El tiempo para soñar se me estaba acabando y la película de mi vida aún no tenía escrito un final. Las responsabilidades que nos esperaban en casa a mi madre y a mí y que, por ahora, habíamos dejado en manos de otros, nos exigían que ambas volviéramos a nuestro hogar y dejáramos de soñar con las estrellas que nunca podríamos alcanzar.
El período de vacaciones de Romeo estaba a punto de finalizar y yo ya no podía seguir jugando a ser una alocada actriz de Hollywood, sino que tenía que volver a ser la madre trabajadora y responsable, la mujer que seguía intentando alcanzar sus sueños con serenidad y cabeza. Lo difícil para mí era cómo seguir intentándolo si esos sueños habían cambiado para acoger ahora la irreal idea de un final feliz junto a un maravilloso actor.
Para mí la actuación se estaba terminando, y no me importaría demasiado ponerle fin a un trabajo que no me apasionaba, de no haber sido porque dejaba a ese actor atrás, uno que aún me tenía enamorada, tanto delante como detrás de la pantalla.
Después de la noche en la que exigí el consuelo de Pedro, había habido muchos momentos para nosotros, pero también muchos incómodos silencios en los que sus ojos siempre me reclamaban que expresara en voz alta mis sentimientos y que reclamara un lugar a su lado como él lo hacía conmigo a cada instante, estuviera frente a su público o no.
Pero el problema con Pedro era que él nunca se quitaba la máscara ni abandonaba su papel, y cuando gritaba su amor delante de otros, lo hacía entre bromas y ensayados gestos de seducción que no convencían a nadie de la veracidad de sus palabras. Reclamar mi corazón delante de su público era algo que Pedro había convertido en un espectáculo, tanto para sus soñadoras admiradoras como para sí mismo.

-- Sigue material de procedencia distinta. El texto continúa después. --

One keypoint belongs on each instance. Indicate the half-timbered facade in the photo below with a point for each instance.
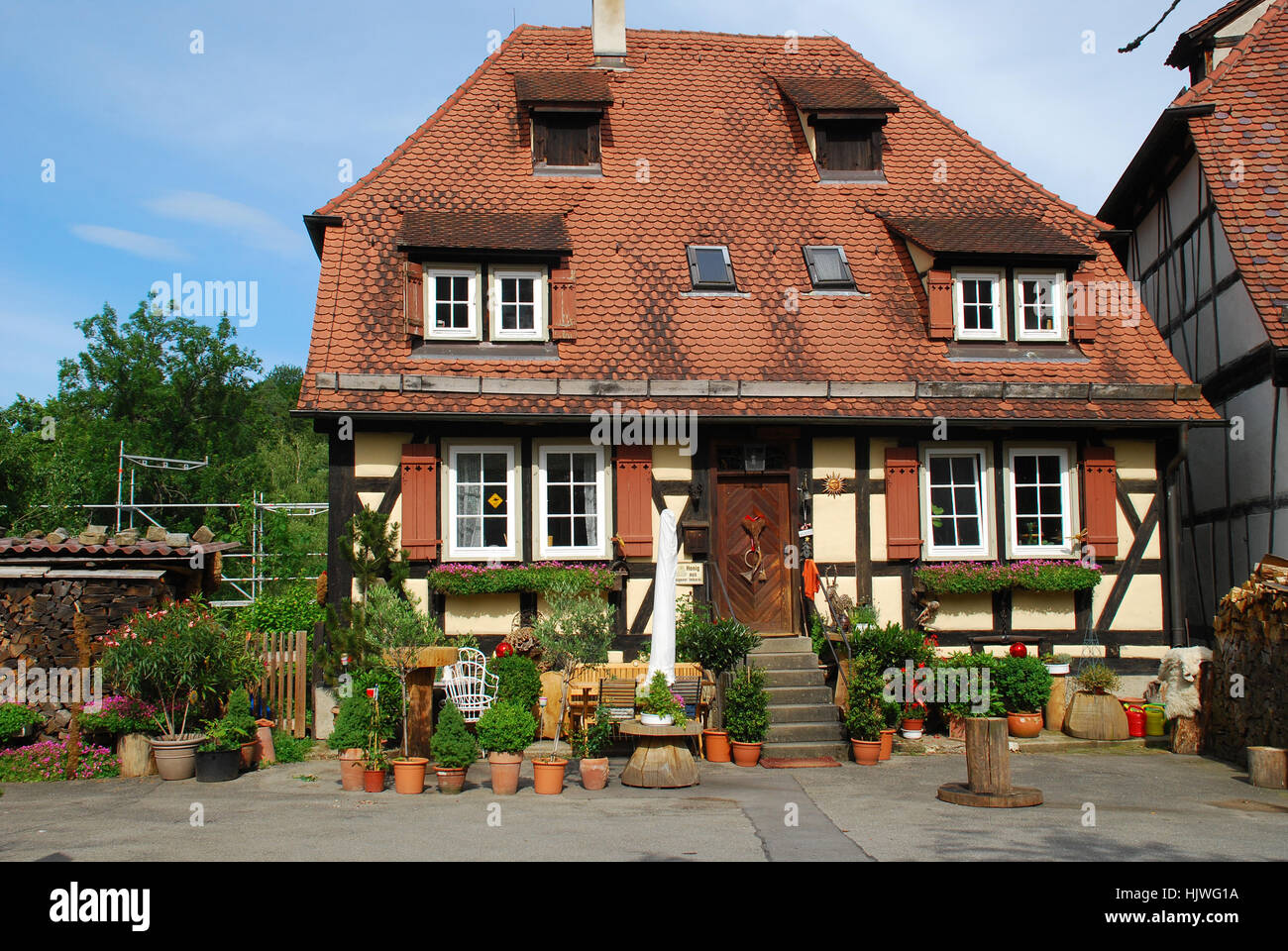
(857, 334)
(1202, 208)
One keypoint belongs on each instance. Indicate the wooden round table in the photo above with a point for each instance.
(661, 758)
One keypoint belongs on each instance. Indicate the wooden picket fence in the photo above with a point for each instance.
(283, 687)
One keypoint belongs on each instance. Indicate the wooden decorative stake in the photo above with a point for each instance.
(988, 770)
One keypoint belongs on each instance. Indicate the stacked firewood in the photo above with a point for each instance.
(1249, 701)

Y cuando yo lo escuchaba, sus palabras solamente me alejaban más de él, porque no estaba dispuesta a esperar para siempre a que acabara con su eterna interpretación y me mostrara sus verdaderos sentimientos.
La invitación que había recibido ese día para celebrar con todo el equipo la despedida de alguno de los extras me indicaba que el fin de mi escena se acababa, y yo dudaba todavía sobre si participar una vez más en ese espectáculo que podía ser Hollywood.

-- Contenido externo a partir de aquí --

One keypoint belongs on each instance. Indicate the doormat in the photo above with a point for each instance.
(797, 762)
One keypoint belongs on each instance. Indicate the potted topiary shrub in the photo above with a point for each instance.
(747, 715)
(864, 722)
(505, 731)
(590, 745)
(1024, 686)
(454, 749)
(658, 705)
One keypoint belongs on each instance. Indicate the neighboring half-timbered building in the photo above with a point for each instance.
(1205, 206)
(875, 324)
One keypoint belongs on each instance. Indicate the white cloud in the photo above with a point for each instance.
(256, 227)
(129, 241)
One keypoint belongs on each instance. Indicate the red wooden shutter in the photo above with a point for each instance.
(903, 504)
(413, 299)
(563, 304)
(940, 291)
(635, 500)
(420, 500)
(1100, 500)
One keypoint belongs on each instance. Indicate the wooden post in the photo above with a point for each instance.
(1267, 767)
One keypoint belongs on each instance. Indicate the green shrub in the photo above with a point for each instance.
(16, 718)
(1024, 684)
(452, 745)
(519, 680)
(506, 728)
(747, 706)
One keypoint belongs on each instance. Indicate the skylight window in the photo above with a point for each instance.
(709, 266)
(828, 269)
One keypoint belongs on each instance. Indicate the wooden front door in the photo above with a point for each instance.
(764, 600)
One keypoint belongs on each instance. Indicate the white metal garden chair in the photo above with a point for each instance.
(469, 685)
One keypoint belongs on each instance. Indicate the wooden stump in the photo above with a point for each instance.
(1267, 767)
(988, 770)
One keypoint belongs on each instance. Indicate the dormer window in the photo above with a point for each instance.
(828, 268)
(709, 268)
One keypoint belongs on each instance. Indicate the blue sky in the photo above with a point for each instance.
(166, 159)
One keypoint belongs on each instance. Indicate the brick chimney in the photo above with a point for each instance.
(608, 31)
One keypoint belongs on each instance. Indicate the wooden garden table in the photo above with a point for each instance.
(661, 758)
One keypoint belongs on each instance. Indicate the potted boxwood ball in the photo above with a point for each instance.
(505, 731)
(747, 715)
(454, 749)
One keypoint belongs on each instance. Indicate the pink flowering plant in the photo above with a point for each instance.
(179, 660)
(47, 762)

—¿Qué tienes ahí? —preguntó mi madre con curiosidad al ver la indecisión en mi rostro.
—Nuestra última entrada en escena —respondí mientras le enseñaba la invitación a esa fiesta, junto al cheque con el que me decían adiós.
Creí que mi madre reaccionaría protestando por, tal vez, querer disfrutar un tiempo más del esplendor de Hollywood, quedarse en la ciudad para intentar buscar su lugar en ella y quizá para tratar de conquistar a mi padre, porque, a pesar de las heridas que guardaba, nadie podía negar que Amalia aún sentía algo por ese hombre. Sin embargo, sorprendiéndome como siempre hacía, ella permaneció a mi lado.
—Muy bien. Pues entonces vamos a hacer una entrada a lo grande, para que no puedan olvidar nunca que estuvimos aquí.
—¿Qué tienes pensado? —pregunté, sabiendo perfectamente de lo que era capaz.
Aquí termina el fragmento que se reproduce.